The behaviors of production produce large amounts of waste, as well as harmful dust and gases. The behaviors of consumption require clean, well-lit spaces (these behaviors also produce large amounts of waste), gradually taking over urban space. As a consequence, the sites of production— namely, factories— are gradually relocating to the urban-rural fringe. The spaces of the urban-rural fringe are gradually assuming the functions of production. Peasants who have lost their land become workers in factories as farmland becomes factory buildings. Oxen become assembly line machines and crops become products made from plastics, metals, ceramics, and other materials. These products supply the cities in an unceasing stream, and the surplus materials end up back here.
In addition to the surplus materials from products, there are also surplus materials from populations. The humiliated people, the peasants who have lost their land and yet have been rejected by the city, the trash collectors— they too accumulate at the urban-rural fringe, where surplus materials and people take on a new vitality. There is another social group, the stray dogs, that drift about at the urban-rural fringe. The dogs at the fringe include watchdogs from the countryside as well as abandoned pets from the city. These dogs were once a kind of product. They were raised, and they became people’s companions, a kind of second-class citizen integrated into human society. Dogs rely on people just as people rely on the objectified world, the material system. Stray dogs are abandoned objects. They either form bands or live independently. They associated with the garbage, deriving energy from it. Having gained independence from human society, they depend upon people’s surplus materials— a life of garbage. They inadvertently escape the system to form their own system, a new, alternative society. In fact, this society of stray dogs presents a portent of our future.
The urban-rural fringe is the boundary between the city and the countryside; it is also the boundary between reason and nature. The order, law, and discipline of the rational world meets the nature, disorder, and aimlessness of the natural world at the urban-rural fringe, where they ebb, flow, and entangle. In this contest, the urban-rural fringe, as a site of dissolution and recombination, continually produces new realities. Compared to the order of the city and the nature of the countryside, the urban-rural fringe presents a definitively noisy, chaotic, and filthy disorder.
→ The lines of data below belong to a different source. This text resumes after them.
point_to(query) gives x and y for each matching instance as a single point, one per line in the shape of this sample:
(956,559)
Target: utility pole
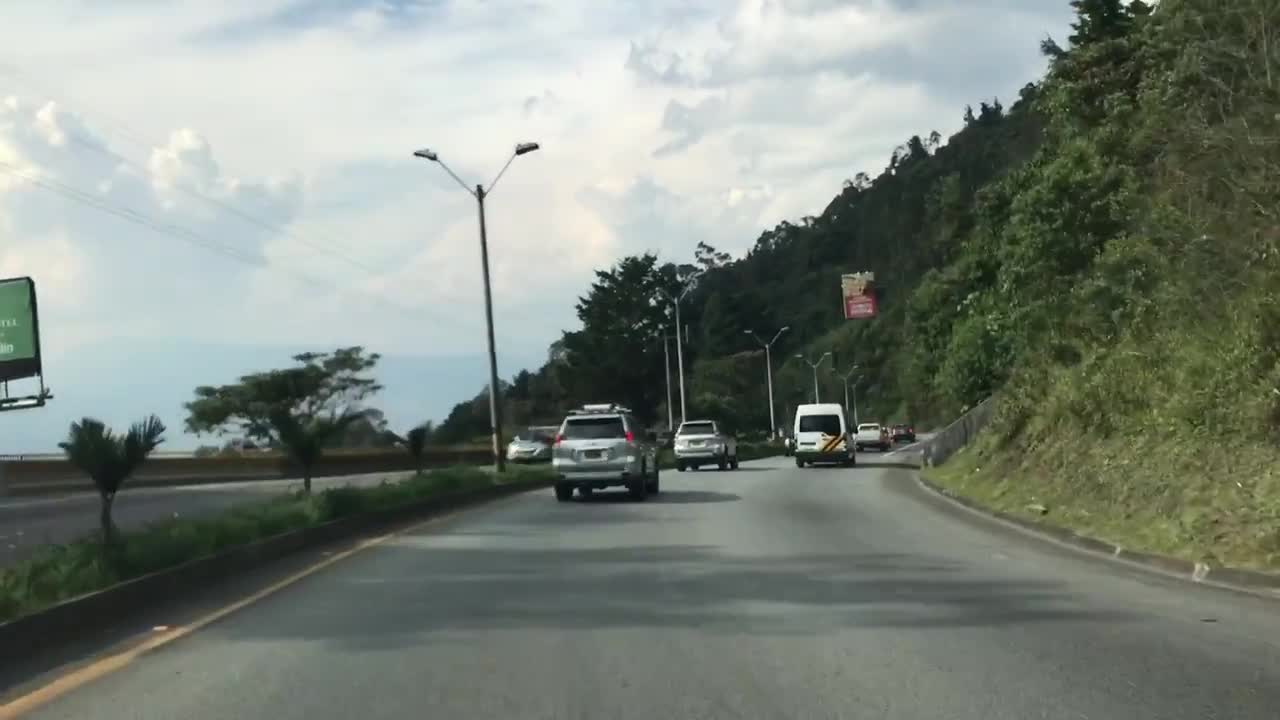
(768,372)
(499,458)
(814,365)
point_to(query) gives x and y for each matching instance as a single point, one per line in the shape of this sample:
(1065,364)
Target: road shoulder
(1249,582)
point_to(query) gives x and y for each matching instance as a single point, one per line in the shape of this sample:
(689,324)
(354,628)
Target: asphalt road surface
(769,592)
(27,523)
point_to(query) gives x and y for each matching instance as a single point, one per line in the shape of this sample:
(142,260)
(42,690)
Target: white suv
(603,446)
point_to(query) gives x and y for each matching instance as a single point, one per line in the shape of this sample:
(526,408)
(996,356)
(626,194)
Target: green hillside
(1102,255)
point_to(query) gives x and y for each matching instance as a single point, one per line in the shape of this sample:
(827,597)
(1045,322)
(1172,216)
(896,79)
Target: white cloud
(663,123)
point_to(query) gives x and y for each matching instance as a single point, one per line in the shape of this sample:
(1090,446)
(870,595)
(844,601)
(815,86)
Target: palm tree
(415,441)
(305,438)
(109,459)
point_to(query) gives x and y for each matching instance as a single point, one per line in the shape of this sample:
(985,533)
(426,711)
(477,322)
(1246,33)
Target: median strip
(50,597)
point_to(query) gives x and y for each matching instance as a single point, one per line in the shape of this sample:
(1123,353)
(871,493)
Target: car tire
(639,488)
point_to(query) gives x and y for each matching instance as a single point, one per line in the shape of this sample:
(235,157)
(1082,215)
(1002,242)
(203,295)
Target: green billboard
(19,329)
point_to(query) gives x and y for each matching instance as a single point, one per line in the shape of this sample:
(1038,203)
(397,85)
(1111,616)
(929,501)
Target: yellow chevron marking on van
(830,445)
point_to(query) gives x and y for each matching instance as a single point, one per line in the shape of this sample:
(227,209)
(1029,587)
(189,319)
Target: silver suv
(603,446)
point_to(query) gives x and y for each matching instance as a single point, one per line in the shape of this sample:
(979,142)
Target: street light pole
(499,459)
(680,345)
(680,363)
(814,365)
(845,378)
(666,365)
(494,405)
(768,372)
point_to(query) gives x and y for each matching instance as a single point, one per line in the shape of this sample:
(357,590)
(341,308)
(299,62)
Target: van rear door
(819,432)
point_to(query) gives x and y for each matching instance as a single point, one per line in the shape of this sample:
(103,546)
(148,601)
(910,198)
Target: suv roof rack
(599,408)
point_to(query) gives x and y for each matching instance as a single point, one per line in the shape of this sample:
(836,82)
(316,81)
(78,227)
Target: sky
(205,188)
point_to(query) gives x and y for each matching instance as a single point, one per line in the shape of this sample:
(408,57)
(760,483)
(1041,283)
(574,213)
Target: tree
(416,441)
(617,355)
(1100,19)
(109,459)
(298,409)
(368,431)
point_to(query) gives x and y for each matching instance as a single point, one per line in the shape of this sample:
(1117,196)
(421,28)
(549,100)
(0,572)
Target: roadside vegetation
(63,572)
(1102,254)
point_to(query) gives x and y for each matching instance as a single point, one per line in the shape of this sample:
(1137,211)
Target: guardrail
(959,433)
(50,475)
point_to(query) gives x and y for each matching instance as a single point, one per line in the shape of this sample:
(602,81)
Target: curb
(1252,582)
(68,619)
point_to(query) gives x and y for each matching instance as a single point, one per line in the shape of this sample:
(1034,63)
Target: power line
(128,214)
(333,249)
(137,139)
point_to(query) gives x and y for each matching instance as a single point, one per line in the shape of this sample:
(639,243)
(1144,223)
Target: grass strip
(63,572)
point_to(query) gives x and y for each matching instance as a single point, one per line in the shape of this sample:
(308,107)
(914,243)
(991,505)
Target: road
(28,523)
(769,592)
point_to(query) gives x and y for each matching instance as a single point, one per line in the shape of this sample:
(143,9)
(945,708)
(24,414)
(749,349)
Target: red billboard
(859,295)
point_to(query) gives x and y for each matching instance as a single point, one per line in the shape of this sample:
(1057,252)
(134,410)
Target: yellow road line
(108,664)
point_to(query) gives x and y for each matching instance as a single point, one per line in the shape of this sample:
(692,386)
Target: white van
(822,436)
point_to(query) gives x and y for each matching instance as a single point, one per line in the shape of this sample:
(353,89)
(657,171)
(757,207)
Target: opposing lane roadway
(769,592)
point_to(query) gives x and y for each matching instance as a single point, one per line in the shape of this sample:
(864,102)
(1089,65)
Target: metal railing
(959,433)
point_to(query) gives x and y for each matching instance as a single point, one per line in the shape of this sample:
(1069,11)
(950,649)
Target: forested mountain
(1104,250)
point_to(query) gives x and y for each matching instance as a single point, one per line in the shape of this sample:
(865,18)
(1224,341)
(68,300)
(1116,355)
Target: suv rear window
(828,424)
(594,428)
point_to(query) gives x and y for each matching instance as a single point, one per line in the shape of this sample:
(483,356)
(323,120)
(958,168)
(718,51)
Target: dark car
(904,433)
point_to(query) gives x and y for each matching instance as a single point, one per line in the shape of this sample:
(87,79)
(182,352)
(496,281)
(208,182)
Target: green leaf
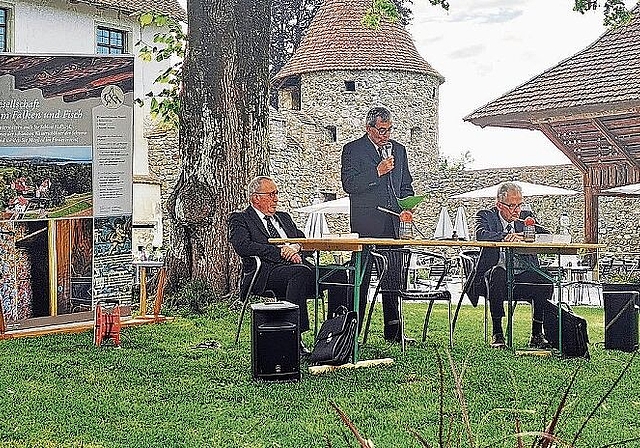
(146,19)
(410,202)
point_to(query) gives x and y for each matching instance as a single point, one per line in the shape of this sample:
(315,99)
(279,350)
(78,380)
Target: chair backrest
(250,269)
(419,270)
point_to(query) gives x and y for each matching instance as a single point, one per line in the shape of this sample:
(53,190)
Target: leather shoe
(539,341)
(497,341)
(304,351)
(398,340)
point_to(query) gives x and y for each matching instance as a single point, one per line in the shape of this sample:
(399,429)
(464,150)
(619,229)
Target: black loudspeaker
(620,320)
(275,341)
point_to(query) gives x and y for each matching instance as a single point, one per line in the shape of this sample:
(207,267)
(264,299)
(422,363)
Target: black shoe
(398,340)
(538,341)
(497,341)
(305,353)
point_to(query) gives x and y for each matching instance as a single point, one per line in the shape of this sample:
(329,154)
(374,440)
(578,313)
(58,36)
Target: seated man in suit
(284,270)
(504,222)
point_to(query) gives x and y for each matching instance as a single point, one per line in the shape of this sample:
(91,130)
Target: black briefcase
(575,340)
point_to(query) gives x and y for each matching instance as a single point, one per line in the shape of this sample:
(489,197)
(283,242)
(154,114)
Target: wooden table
(358,245)
(142,269)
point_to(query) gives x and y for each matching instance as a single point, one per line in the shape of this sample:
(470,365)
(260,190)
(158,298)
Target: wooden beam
(548,131)
(613,141)
(590,211)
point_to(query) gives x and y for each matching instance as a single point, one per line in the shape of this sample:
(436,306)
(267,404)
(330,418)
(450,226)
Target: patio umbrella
(444,228)
(461,225)
(628,190)
(336,206)
(528,189)
(316,225)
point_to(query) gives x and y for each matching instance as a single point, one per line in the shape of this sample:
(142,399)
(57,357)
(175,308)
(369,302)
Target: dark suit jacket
(367,191)
(249,237)
(489,228)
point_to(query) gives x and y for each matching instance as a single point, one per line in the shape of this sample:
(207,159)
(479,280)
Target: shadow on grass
(450,437)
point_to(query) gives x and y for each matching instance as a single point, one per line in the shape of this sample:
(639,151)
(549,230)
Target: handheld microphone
(387,150)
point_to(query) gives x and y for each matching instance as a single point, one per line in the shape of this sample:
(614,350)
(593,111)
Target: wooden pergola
(588,106)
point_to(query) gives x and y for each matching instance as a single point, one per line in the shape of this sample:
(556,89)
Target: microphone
(387,150)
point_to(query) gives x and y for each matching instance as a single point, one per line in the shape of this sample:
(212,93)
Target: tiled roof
(603,77)
(169,7)
(336,40)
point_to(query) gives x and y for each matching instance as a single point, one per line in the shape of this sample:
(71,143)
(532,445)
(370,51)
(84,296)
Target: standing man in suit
(375,173)
(284,270)
(504,222)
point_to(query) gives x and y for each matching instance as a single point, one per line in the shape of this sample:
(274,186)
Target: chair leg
(486,323)
(426,321)
(245,302)
(368,323)
(450,325)
(455,315)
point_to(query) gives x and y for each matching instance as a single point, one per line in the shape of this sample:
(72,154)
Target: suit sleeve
(406,187)
(243,243)
(485,228)
(357,176)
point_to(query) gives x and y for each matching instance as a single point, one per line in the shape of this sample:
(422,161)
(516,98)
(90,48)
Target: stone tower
(340,70)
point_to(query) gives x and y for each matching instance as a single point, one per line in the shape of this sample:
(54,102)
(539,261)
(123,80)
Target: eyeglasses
(512,206)
(384,131)
(271,194)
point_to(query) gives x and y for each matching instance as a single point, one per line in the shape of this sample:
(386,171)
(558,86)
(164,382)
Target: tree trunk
(223,135)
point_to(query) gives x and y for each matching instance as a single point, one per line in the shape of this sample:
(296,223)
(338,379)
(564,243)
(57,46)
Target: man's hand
(513,237)
(290,252)
(385,166)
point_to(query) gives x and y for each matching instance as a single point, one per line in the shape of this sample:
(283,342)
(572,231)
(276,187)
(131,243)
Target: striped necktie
(271,229)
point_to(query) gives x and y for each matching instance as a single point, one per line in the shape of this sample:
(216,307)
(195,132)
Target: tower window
(4,16)
(110,41)
(332,133)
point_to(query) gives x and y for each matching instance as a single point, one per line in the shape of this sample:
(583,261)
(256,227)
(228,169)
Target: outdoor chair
(250,270)
(467,260)
(426,284)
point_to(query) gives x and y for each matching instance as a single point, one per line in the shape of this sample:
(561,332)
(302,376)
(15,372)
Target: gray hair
(254,185)
(378,112)
(506,188)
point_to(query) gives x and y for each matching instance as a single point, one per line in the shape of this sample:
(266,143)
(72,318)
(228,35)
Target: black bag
(336,338)
(575,339)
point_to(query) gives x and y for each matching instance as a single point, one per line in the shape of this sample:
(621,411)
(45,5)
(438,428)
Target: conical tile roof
(337,40)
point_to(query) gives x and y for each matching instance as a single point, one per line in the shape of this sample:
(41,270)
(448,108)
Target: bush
(192,298)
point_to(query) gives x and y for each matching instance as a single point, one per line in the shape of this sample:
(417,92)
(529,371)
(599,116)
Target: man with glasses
(375,173)
(284,270)
(504,222)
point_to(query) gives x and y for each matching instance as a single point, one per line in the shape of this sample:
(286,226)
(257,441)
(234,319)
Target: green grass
(61,391)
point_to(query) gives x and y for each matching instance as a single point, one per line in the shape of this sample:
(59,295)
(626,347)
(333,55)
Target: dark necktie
(271,229)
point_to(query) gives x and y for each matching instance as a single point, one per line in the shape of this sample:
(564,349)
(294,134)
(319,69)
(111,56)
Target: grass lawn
(159,391)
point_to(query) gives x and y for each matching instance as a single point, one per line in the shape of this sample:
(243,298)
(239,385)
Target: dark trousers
(529,286)
(390,312)
(296,283)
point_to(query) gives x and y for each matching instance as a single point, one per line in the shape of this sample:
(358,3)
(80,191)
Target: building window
(4,19)
(332,133)
(110,41)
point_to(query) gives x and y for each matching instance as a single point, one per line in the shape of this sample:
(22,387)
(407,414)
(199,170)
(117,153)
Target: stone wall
(306,162)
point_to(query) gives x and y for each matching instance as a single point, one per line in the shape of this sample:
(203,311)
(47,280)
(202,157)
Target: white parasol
(461,224)
(528,189)
(444,228)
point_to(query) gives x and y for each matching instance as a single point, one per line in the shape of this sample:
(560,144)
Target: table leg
(315,308)
(143,291)
(357,281)
(509,254)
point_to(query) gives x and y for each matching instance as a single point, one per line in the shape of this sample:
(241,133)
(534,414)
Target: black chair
(467,260)
(427,283)
(250,270)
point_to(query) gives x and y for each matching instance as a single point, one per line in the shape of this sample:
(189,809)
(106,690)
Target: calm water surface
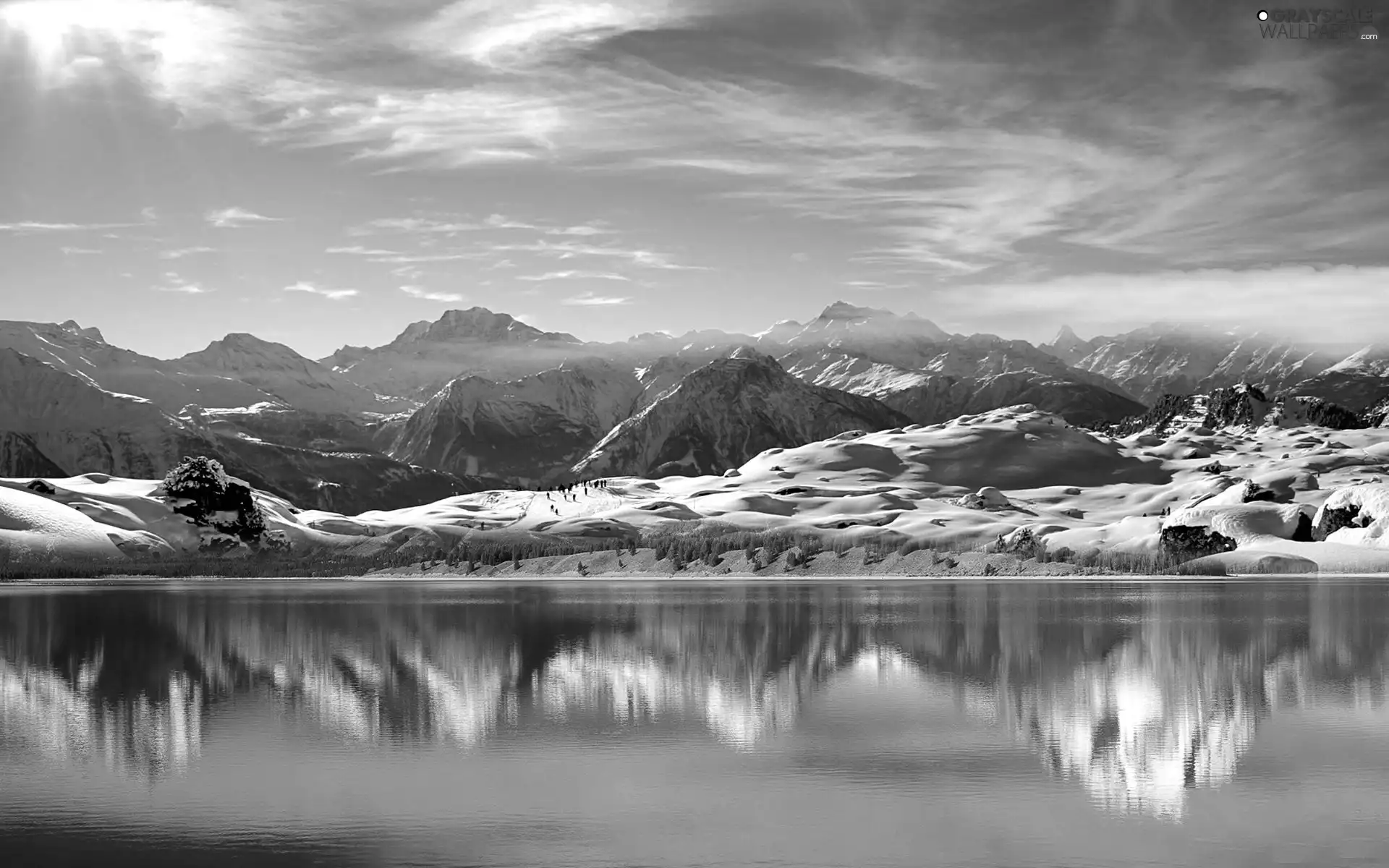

This noise, chaos, filth, and disorder mediate between the city and the countryside. This noise, chaos, filth, and disorder are also reactions of the laws of nature to the efficiency and rationality that dominate the urban world.
Given this premise, we can imagine the urban-rural fringe afloat between the two sides. It is a battlefield between rational and wild, order and nature. Only in the interaction and conflict between these elements can spontaneity and future possibilities emerge. The urban-rural fringe is a place rife with imagination, a place in which various possibilities and contingencies are manifest.